N/APosted on - 11/23/2013
I am under AT&T for the past years. However, their service is very poor. I called on their Customer Service and asked for assistance. And they said they will re-register my number to fix the bad service. It works for some time but after few weeks, the bad service occurred again.
Then I decided to switched to Verizon on 2012. Their service was perfect for the first few months. But just like AT&T, I started getting dropped calls, my calls are choppy and more. I want to know if these companies have their priority lists wherein they will put their customers on the list so they can assist them and so we, their clients will receive better services?
I know that what I am asking is illegal. But I just wonder if they can give their clients a chance to test their service first and cancel the contract if the clients are not satisfied with the service.
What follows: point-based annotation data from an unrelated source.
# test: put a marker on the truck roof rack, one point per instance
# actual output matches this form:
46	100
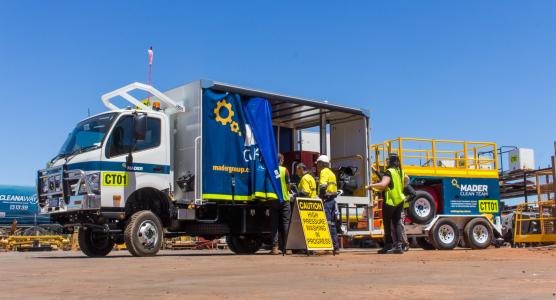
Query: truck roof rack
171	105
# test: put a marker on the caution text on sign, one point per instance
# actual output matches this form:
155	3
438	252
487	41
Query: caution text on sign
314	224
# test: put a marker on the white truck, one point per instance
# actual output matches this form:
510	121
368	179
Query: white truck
136	174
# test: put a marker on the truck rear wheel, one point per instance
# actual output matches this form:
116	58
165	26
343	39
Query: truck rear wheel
244	244
444	235
94	244
477	234
143	234
422	208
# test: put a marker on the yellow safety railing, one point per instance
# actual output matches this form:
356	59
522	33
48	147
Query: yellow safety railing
535	222
442	158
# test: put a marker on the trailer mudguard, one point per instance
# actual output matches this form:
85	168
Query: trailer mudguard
233	167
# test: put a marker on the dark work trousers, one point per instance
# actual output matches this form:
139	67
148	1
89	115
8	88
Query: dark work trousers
403	235
330	211
280	223
391	216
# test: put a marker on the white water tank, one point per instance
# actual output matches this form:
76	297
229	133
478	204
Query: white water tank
522	159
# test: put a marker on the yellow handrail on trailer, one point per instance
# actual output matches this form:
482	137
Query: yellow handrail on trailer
439	158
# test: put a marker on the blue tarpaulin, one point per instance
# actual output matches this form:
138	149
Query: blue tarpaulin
231	151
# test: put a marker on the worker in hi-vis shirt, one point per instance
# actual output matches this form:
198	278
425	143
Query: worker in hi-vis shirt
307	186
328	191
282	211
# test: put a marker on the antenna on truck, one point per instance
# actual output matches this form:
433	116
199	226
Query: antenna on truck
150	69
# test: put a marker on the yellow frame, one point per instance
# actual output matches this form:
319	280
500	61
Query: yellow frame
464	164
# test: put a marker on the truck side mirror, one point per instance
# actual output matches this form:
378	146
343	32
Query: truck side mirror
140	127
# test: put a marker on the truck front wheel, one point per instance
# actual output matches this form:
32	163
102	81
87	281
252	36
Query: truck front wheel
477	234
94	244
244	244
143	234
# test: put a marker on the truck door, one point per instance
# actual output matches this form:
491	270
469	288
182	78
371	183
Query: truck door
150	166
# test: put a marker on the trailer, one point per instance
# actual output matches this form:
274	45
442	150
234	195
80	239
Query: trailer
195	160
457	199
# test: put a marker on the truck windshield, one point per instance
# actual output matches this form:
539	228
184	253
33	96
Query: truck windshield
88	134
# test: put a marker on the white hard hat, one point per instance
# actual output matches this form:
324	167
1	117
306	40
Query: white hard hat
324	159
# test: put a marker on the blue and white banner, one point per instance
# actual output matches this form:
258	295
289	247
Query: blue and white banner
20	203
231	152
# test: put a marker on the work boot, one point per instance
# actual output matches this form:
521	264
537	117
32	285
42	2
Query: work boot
275	250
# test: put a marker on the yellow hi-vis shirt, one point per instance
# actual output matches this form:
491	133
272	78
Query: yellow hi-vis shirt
328	178
308	186
284	181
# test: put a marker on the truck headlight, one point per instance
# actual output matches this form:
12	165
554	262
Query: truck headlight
93	180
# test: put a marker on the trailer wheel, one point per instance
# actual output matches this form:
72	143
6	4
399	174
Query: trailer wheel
143	234
477	234
94	244
424	243
244	244
445	235
422	208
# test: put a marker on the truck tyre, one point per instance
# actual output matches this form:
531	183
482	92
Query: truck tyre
244	244
94	244
143	234
444	235
422	208
424	243
477	234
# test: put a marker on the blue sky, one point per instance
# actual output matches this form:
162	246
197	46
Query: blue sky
471	70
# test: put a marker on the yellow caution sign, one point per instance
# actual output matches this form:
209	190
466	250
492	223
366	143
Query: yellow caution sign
315	226
115	179
488	206
308	227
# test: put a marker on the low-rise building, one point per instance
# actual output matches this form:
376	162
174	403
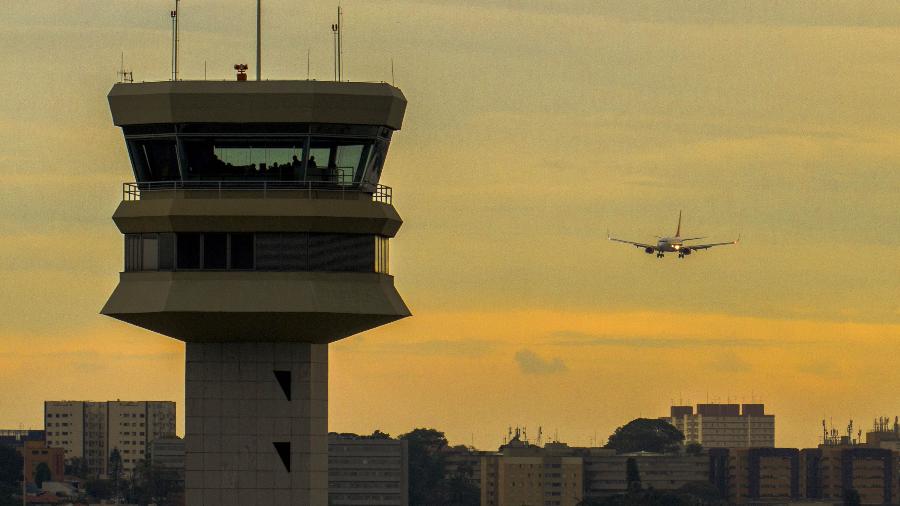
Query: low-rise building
16	438
763	475
521	473
366	470
605	472
92	430
830	471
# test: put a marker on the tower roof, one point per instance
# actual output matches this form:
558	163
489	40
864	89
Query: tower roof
257	102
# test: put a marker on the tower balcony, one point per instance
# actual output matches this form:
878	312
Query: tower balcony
256	189
300	261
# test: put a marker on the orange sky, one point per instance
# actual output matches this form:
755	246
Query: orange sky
530	131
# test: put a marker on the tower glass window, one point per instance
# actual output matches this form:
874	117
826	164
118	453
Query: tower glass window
154	160
323	153
263	251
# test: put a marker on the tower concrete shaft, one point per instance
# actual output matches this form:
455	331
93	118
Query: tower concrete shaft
257	231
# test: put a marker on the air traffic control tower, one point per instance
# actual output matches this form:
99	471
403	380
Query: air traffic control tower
256	232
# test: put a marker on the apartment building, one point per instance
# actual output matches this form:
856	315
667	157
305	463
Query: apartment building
524	474
92	430
365	470
725	425
605	472
832	470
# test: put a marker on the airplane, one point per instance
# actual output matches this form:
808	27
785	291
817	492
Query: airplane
674	244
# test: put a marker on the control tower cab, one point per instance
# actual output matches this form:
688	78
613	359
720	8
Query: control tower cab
257	231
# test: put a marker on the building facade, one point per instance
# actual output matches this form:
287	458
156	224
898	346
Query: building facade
763	475
524	474
725	425
830	471
367	471
605	472
16	438
92	430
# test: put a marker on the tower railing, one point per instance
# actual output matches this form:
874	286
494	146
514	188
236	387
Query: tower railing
265	189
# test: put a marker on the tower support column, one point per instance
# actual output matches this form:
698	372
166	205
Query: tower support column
256	424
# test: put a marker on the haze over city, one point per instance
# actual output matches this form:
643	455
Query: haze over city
530	131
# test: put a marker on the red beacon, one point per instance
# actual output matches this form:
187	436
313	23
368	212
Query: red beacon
242	71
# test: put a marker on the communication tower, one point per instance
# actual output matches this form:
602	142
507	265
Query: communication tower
257	232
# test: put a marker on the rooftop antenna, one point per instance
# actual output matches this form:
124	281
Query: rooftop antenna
258	40
338	64
125	76
174	15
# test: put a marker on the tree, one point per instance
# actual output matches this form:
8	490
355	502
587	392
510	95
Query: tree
426	466
78	467
632	476
10	476
644	434
41	474
851	497
10	466
461	488
99	489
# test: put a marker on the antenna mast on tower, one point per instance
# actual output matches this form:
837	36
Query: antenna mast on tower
338	64
258	40
125	76
174	15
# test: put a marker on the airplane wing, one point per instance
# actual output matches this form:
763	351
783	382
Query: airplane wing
707	246
635	244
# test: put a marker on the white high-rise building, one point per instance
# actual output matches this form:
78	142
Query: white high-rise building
92	430
725	425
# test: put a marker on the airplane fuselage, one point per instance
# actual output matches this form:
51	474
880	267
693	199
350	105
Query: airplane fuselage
669	244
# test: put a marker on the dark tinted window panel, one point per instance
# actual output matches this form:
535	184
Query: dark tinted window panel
150	252
244	159
166	252
163	128
154	160
336	129
341	252
188	251
281	252
243	128
241	251
215	251
132	252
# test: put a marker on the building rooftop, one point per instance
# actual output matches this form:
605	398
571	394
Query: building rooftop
172	102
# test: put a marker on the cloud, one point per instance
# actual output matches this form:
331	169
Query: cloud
729	362
569	338
531	363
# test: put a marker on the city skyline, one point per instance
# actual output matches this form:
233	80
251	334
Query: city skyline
517	154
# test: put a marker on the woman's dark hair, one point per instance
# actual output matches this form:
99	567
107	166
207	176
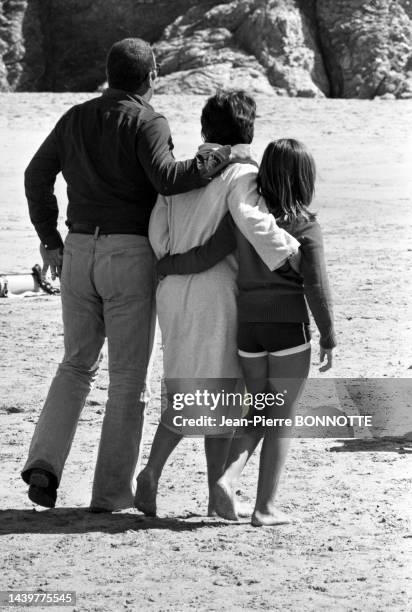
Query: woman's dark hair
228	118
128	63
286	179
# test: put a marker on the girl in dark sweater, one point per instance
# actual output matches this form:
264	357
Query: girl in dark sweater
273	322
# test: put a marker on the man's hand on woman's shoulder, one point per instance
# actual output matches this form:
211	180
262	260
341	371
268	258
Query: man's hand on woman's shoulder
213	161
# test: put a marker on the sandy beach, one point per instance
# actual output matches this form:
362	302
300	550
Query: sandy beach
351	550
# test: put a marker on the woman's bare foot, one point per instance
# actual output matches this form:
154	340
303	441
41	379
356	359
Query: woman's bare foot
225	501
146	491
268	518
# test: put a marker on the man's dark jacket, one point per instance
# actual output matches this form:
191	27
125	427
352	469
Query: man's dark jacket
115	153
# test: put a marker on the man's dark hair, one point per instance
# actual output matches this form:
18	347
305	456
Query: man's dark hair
228	118
128	63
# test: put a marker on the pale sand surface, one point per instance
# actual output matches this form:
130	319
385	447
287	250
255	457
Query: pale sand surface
351	550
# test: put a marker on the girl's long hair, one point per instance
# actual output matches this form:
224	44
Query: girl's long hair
286	179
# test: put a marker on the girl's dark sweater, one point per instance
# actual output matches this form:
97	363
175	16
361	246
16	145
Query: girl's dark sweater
282	295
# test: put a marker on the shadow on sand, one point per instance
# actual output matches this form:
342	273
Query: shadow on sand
387	444
79	520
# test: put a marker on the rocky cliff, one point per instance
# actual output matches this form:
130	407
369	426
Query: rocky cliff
338	48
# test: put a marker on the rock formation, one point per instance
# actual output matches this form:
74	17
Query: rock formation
338	48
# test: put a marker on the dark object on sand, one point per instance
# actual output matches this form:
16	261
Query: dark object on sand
18	284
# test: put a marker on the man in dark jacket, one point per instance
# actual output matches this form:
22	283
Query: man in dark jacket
115	153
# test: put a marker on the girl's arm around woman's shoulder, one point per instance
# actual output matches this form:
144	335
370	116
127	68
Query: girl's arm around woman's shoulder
316	282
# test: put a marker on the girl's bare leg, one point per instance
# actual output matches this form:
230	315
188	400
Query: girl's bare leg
285	373
164	443
216	450
255	371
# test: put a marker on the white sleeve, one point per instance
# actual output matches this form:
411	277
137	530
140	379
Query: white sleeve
159	236
272	243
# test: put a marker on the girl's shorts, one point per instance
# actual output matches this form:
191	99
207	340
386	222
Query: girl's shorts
260	339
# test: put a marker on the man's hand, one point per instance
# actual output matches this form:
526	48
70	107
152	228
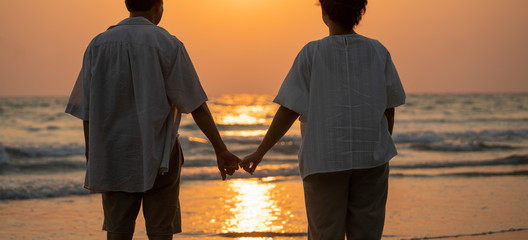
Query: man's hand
250	162
227	163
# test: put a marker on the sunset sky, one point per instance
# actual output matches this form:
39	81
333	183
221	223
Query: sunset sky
248	46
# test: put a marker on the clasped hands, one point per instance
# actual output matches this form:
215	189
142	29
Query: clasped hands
228	163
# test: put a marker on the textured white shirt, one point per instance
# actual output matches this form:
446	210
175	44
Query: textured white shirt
341	86
136	80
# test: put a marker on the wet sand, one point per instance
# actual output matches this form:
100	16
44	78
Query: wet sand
273	208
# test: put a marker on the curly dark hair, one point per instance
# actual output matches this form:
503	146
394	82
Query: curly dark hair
140	5
345	12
I heard about the bike companies where customers will be put on their priority lists and then let their clients to drop their contract if the service is poor.
Can companies afford new users priority on network?
You are not the only one how experience this type of problem, and AT&T is not the only company that does the same trick on new users, and if you look closely to the 20 page contract and read it carefully you can find that the company have the right to drop your connection speed to a certain level which you have already signed and agreed on it.
There is nothing you can do now except to wait till the contract expires after that here is some tips to not fall in this trap again:
1. Read the contract in front of the agent completely and ask to remove this term if you see it.
2. Ask the agent to write down a new term in the contract confirming that the connection speed will remain the same through the whole time that is agreed on the contract.
3. The smaller the contract and the less terms it has the better, if they hand you a 50 page contract then it is defiantly a trap.
This is just some of many Tips to not fall in this "legal trap" which is protected under the "low doesn't protect the fools" code.